Speaking of which - and thirdly - it literally blows my mind how in the past year, a few of Vito's Hiv/AIDS activist contemporaries have actually had the nerve to make less-than-flattering statements about him. We're not just talking about opinions either. We're talking about people who were allegedly some of Vito's closest friends while he was alive who are now finally revealing their true colors, who are finally showing that they are indeed the backstabbing sonnsabitches I suspected they were more than 20 years ago. It boils me to no end, the nerve, the sheer nerve and audacity of those bastards. This bullshit concept some people have that makes them think they can denigrate someone just because they are deceased and in their graves is just that - bullshit. I refuse to tolerate anyone defaming Vito Russo - ever.
I realize that some people out there may ask that for a person with an anonymous identity, how real and valid are my claims regarding Vito Russo? Very. I have not, nor ever will, ever utilized my past connection with Vito Russo for personal gain or profit whatsoever. Nor do I have any reason to do so. He was my friend and he meant a lot to me. It's as plain and simple as that. Second, there is actual, tangible, physical proof of my connection to Vito Russo located in the archives section at the New York Public Library located on 42nd Street. In those archives are the coded letters that I personally wrote to him and in my possession are the letters that he personally wrote to me. And although I do not need to provide proof of my connection to Vito Russo to anyone, if I ever needed to, there would be no problems in doing so whatsoever. Anonymous identity or not, I'm as honest as they come and I always will be.
It makes me feel really good inside to finally open up about the friendship I shared with Vito Russo for it was a friendship that I will continue to treasure for the rest of my life. Looking back on all the experiences that have taken place in my life up until now, I gotta admit that for a military brat that grew up in various-places-Midwest, if you woulda asked me had I ever dreamed of meeting and knowing the extraordinary individuals I was fortunate enough to meet in my lifetime, I woulda responded "Not in your lifetime or mine." But I did and I feel both extremely grateful and blessed for experiencing such unexpected opportunities. My life hasnt ever been perfect, I'll be the first to admit it, but damn, I feel I was extremely fortunate to actually know people such as Vito Russo.
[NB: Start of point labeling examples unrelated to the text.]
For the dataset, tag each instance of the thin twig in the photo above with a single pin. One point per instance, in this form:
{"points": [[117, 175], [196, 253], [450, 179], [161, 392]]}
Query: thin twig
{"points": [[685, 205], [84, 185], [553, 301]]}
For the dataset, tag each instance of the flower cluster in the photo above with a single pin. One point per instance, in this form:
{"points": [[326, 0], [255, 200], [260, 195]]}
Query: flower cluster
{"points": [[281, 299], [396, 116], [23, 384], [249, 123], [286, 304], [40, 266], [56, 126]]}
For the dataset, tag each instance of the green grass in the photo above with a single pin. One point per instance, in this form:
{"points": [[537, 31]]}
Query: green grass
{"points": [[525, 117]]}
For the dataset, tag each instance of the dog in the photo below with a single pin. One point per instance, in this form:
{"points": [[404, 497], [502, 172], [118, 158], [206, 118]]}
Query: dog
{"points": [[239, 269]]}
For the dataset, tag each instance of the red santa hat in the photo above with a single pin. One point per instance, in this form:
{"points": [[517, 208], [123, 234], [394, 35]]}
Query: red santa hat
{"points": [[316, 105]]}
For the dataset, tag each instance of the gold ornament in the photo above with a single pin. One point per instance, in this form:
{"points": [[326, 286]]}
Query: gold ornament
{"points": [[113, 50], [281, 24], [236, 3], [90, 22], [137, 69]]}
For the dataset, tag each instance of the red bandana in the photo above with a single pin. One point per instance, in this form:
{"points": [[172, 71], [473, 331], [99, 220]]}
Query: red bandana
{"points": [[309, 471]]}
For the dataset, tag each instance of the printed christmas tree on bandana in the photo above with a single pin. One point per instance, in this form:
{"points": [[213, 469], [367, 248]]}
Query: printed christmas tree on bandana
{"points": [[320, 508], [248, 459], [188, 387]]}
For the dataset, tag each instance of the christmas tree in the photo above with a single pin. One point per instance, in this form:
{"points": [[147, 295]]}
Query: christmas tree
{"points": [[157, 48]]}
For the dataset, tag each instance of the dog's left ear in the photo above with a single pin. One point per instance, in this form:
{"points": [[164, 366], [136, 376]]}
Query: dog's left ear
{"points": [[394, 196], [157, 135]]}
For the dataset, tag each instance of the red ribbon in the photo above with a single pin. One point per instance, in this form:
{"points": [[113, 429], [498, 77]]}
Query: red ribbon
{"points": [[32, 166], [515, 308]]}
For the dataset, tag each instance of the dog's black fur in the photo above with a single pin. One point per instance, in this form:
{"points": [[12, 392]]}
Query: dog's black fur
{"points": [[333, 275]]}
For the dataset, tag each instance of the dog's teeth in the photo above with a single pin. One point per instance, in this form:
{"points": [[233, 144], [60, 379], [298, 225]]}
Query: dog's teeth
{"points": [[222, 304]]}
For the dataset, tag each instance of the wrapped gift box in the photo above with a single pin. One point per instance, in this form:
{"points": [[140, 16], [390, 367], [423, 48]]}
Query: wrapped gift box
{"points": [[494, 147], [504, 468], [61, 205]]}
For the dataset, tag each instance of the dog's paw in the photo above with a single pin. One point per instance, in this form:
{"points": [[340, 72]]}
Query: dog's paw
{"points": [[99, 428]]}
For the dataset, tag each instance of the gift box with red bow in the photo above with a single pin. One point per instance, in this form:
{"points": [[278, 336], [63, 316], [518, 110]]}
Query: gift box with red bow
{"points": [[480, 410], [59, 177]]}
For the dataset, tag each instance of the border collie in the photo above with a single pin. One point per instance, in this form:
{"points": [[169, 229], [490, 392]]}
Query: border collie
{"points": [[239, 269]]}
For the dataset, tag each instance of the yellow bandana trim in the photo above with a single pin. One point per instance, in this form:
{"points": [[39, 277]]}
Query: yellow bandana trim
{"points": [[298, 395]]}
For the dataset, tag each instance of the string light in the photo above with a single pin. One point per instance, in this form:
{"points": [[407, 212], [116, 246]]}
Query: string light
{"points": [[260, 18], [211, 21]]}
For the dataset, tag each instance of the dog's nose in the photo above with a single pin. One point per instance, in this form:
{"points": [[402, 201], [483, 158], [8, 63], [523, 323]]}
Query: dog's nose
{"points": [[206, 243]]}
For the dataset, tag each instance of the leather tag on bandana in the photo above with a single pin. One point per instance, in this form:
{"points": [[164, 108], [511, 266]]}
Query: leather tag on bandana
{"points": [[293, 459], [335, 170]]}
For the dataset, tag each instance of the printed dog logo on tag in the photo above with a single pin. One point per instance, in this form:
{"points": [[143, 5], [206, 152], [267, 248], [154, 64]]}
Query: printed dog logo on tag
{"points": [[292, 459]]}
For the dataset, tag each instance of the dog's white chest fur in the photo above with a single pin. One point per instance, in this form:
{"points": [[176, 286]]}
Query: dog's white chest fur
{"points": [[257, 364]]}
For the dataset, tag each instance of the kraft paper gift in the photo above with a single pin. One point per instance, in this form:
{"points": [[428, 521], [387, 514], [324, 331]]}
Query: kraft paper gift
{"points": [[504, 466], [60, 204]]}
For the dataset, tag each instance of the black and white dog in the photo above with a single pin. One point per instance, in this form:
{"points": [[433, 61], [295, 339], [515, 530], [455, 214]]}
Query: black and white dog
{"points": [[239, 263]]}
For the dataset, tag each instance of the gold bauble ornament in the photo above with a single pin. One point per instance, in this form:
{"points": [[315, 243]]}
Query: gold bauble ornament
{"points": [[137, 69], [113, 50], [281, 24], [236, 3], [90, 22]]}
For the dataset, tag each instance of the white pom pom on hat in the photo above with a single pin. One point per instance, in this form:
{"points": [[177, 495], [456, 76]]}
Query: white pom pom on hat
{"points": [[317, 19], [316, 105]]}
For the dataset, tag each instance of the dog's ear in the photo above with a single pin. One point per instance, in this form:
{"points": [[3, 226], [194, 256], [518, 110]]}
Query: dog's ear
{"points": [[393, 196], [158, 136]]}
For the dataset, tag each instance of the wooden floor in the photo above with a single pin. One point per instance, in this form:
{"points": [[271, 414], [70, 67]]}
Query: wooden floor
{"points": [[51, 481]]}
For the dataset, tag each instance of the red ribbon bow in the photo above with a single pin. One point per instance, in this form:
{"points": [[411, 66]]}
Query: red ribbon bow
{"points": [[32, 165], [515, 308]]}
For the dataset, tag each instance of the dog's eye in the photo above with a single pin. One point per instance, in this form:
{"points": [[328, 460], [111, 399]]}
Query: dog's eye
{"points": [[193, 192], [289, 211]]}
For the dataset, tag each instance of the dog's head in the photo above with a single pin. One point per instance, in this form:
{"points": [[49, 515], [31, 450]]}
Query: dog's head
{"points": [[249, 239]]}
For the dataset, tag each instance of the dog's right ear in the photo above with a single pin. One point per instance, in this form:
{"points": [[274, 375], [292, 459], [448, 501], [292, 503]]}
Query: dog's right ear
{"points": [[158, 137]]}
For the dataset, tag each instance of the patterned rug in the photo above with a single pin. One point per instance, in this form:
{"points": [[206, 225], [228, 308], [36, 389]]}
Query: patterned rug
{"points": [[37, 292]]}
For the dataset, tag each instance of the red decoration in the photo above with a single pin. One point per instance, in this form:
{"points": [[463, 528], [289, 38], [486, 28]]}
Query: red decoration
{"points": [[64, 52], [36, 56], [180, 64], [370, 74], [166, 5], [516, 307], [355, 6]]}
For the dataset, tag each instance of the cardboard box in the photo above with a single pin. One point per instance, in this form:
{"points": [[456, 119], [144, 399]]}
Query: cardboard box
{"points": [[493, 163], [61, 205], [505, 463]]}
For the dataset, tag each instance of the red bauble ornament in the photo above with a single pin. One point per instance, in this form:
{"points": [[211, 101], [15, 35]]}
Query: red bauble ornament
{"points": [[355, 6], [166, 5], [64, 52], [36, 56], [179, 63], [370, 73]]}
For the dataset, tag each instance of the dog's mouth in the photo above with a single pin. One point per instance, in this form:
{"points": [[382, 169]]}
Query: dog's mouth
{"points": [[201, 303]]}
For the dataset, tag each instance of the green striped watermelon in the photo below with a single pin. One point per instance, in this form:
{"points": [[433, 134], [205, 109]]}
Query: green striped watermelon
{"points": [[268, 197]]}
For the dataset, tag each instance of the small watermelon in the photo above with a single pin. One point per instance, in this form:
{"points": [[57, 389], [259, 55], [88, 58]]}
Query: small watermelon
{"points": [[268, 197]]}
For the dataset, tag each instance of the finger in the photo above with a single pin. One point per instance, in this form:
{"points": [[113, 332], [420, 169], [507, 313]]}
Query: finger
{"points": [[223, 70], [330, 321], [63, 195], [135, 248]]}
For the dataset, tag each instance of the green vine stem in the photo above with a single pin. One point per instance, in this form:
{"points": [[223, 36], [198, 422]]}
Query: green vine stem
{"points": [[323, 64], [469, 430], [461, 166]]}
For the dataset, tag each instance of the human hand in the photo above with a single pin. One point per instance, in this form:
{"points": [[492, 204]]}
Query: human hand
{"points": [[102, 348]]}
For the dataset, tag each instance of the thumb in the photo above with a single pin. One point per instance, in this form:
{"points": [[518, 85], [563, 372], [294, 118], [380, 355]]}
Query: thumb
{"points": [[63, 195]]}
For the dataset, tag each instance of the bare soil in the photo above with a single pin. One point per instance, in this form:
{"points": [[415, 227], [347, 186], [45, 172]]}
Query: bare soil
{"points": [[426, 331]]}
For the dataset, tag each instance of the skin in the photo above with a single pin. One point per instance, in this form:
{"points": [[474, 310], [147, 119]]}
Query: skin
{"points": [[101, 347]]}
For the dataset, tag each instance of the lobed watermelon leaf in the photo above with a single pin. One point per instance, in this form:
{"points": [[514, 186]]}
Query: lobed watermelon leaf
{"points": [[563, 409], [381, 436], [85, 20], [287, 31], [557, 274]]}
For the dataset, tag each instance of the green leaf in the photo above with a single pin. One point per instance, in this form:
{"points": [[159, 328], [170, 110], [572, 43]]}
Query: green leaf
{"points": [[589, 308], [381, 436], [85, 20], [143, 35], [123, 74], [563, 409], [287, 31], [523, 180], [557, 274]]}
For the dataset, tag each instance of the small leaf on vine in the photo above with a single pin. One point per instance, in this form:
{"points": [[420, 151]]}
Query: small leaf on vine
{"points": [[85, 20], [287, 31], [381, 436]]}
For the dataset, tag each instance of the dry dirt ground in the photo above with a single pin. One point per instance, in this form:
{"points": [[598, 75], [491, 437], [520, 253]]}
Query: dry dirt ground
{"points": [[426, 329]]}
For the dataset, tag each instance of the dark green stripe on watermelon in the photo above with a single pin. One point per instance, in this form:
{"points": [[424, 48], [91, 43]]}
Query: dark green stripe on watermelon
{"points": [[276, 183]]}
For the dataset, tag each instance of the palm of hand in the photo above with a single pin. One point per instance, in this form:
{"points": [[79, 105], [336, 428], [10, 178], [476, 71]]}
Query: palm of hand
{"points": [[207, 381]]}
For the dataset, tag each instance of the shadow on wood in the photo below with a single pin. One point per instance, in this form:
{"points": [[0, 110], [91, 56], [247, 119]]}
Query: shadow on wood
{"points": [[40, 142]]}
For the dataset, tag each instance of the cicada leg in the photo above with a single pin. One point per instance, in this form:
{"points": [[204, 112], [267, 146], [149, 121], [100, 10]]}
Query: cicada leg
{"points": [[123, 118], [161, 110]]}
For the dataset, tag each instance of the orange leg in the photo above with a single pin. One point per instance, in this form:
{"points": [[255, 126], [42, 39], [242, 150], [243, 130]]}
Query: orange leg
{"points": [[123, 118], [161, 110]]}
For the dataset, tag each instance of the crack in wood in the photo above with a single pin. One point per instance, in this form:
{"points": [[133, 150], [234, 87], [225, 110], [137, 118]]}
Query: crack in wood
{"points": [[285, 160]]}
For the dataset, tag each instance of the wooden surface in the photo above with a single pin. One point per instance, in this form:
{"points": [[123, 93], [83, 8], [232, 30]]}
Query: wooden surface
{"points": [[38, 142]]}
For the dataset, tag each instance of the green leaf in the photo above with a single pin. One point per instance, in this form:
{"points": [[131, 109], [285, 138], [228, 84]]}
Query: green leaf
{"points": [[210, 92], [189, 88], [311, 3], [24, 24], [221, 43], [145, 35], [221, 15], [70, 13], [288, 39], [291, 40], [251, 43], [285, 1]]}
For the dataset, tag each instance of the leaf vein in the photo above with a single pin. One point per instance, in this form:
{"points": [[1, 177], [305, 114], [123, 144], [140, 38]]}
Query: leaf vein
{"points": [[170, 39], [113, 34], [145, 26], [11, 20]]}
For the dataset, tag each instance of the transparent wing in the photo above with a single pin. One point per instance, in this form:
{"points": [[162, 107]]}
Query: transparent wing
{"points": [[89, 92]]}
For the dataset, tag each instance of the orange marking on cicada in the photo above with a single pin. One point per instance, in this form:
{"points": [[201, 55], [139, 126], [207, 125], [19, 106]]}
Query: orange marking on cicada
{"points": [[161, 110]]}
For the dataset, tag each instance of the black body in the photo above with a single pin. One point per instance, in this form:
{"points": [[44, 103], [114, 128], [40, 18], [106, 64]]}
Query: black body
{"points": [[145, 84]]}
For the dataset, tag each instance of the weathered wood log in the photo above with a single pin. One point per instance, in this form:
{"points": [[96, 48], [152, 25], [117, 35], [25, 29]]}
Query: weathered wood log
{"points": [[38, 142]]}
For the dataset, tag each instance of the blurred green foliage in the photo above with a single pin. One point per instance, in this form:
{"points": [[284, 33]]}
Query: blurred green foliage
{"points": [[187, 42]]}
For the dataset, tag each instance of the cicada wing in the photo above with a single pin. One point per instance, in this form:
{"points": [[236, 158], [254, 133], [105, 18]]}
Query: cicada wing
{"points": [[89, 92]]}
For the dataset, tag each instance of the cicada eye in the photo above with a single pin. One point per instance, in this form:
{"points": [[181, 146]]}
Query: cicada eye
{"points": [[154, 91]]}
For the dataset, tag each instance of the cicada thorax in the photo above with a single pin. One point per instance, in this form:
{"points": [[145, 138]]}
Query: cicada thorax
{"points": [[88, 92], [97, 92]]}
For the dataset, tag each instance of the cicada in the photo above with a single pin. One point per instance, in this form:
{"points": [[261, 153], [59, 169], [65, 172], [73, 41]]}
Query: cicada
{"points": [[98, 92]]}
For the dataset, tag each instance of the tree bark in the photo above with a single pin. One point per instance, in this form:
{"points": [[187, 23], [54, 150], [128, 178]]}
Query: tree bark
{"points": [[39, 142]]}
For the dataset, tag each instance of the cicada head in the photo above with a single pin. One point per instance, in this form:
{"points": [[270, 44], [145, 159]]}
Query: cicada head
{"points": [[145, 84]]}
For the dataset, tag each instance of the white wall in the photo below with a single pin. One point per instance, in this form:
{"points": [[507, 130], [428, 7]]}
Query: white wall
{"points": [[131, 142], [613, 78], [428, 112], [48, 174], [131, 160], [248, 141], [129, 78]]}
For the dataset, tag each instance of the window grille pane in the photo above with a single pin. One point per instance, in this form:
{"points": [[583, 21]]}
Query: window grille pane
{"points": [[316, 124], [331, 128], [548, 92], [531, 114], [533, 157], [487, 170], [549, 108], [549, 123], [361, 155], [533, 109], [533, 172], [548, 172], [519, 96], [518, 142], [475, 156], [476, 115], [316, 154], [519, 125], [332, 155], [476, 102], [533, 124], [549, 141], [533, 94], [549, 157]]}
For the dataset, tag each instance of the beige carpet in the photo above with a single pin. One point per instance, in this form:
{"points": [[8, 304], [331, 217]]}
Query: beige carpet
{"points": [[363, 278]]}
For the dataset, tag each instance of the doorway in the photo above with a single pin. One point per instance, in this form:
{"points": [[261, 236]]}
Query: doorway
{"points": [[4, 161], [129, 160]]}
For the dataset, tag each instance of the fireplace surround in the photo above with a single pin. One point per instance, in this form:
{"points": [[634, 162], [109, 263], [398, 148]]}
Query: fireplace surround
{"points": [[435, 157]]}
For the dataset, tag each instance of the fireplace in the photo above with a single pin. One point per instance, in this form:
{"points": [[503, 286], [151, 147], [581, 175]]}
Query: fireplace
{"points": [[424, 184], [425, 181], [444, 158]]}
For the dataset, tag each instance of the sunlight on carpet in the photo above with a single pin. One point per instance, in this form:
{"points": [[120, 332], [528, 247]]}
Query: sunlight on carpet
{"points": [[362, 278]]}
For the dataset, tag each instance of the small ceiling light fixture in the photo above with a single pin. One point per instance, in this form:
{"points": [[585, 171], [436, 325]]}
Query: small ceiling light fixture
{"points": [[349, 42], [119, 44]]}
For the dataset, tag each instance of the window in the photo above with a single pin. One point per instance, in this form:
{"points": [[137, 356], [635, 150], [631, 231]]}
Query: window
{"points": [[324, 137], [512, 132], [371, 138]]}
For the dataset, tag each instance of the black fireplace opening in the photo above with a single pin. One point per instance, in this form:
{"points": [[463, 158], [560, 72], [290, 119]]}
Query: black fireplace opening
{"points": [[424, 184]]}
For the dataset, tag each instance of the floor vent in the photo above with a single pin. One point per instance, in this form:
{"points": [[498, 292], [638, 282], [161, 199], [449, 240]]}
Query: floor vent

So there you have it, the Mystery Man I wrote so passionately about last year in this blog has finally been revealed. Perhaps after reading this epistle of a blog entry you may think "Interesting" or maybe even "Boring" but regardless of what you think, everything written here is the truth and let me tell you, it feels so good to have it all released from my soul and validated in the written word. To be able to have the freedom to not only openly talk about Vito Russo but to also defend his honor whenever I deem it necessary means a great deal to me. I hope the latter doesnt happen too often from here on out, as it did this past year but if it does, I'll be ready. And I'll be strong. Always strong. Thank you Vito. And as always, thank you to all of you for reading.
I love how you have recognized that friendship does not have to be validated by a life long association. I truly believe we are meant to meet certain people at various stages in our life to help us in our own self discovery and growth. Sounds like you were that for Vito-and he was that for you.